The following describes a non-limiting example of a preferred embodiment illustrated in the accompanying drawings, in which:

FIG. 1 schematically shows a section through a larger number of cargo pressure tanks installed in a hold of a ship;

FIG. 2 shows a longitudinal section through a cargo pressure tank; and

FIG. 3 shows a section II-II in FIG. 2.

In the drawings, reference number 1 denotes a cargo pressure tank that together with other cargo pressure tanks 1, is arranged upright in a hold 4 of a ship 2. The cargo pressure tanks 1 are connected individually or in groups to the main loading and unloading pipe 6 of the ship via connecting pipes 8.

A pipe 10 projects downward from the upper section 12 of the cargo pressure tank 1, and its opening 13 is placed immediately above the lower section 14 of the cargo pressure tank 1. The pipe is sealingly conducted through an opening 16 in the upper section 12 of the cargo pressure tank 1 and is connected to a pipe coupling 18, shown in the form of a pipe flange herein.

The upper and the lower sections 12, 14 of the cargo pressure tank 1 are inseparably connected to the cylinder body 15 of the cargo pressure tank 1.

The pipe coupling 18 is sealingly connected to one of the connecting pipes 8.

In at least one position along its longitudinal extent, the pipe 10 is provided with a substantially radially projecting guide 20. The sliding surfaces 22 of the guide 20 bear displaceably against the internal wall 24 of the cargo pressure tank 1.

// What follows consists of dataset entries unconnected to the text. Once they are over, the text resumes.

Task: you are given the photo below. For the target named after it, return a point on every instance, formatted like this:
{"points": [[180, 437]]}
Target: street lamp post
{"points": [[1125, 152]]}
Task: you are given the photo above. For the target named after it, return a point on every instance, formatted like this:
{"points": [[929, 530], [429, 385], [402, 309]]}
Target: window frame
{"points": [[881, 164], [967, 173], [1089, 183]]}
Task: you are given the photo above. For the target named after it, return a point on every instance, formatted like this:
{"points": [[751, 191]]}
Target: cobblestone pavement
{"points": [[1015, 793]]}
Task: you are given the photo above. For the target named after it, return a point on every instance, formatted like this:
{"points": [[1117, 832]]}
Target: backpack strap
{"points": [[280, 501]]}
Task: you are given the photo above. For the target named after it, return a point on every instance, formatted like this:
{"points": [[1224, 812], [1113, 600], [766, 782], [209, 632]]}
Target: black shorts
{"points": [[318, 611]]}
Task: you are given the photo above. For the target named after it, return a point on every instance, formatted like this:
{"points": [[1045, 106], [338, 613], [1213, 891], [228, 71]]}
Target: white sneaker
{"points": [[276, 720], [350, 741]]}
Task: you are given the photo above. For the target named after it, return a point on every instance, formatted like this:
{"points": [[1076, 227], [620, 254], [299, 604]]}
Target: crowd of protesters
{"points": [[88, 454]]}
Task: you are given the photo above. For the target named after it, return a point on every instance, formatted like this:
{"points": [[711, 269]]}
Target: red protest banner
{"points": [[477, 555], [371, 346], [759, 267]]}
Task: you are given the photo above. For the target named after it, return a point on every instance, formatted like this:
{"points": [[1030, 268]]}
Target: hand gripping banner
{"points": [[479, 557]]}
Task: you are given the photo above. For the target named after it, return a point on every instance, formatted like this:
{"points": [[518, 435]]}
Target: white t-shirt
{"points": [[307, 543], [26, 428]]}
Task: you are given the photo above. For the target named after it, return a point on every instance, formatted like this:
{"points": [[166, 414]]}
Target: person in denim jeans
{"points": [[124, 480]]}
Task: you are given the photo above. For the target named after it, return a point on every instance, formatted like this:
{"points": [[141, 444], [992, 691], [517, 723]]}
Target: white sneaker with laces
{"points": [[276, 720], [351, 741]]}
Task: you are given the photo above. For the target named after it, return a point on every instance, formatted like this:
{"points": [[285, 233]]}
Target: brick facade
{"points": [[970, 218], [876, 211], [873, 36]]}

The pipe 10, which is thus suspended from and connected to the cargo pressure tank 1, is arranged to allow it to essentially expand freely in its longitudinal direction, simultaneously being prevented from moving in the radial direction by the guide 20.

Thus the pipe 10 is subjected to relatively small mechanical loads and may be of a slender construction.

Loading and unloading of the cargo pressure tank 1 by means of the pipe 10 is carried out in a manner described in the general part of the description.

The guide 10 may have alternative geometric designs, for example a spherical shape, and being provided with, for example, a damper material on the sliding surfaces 22.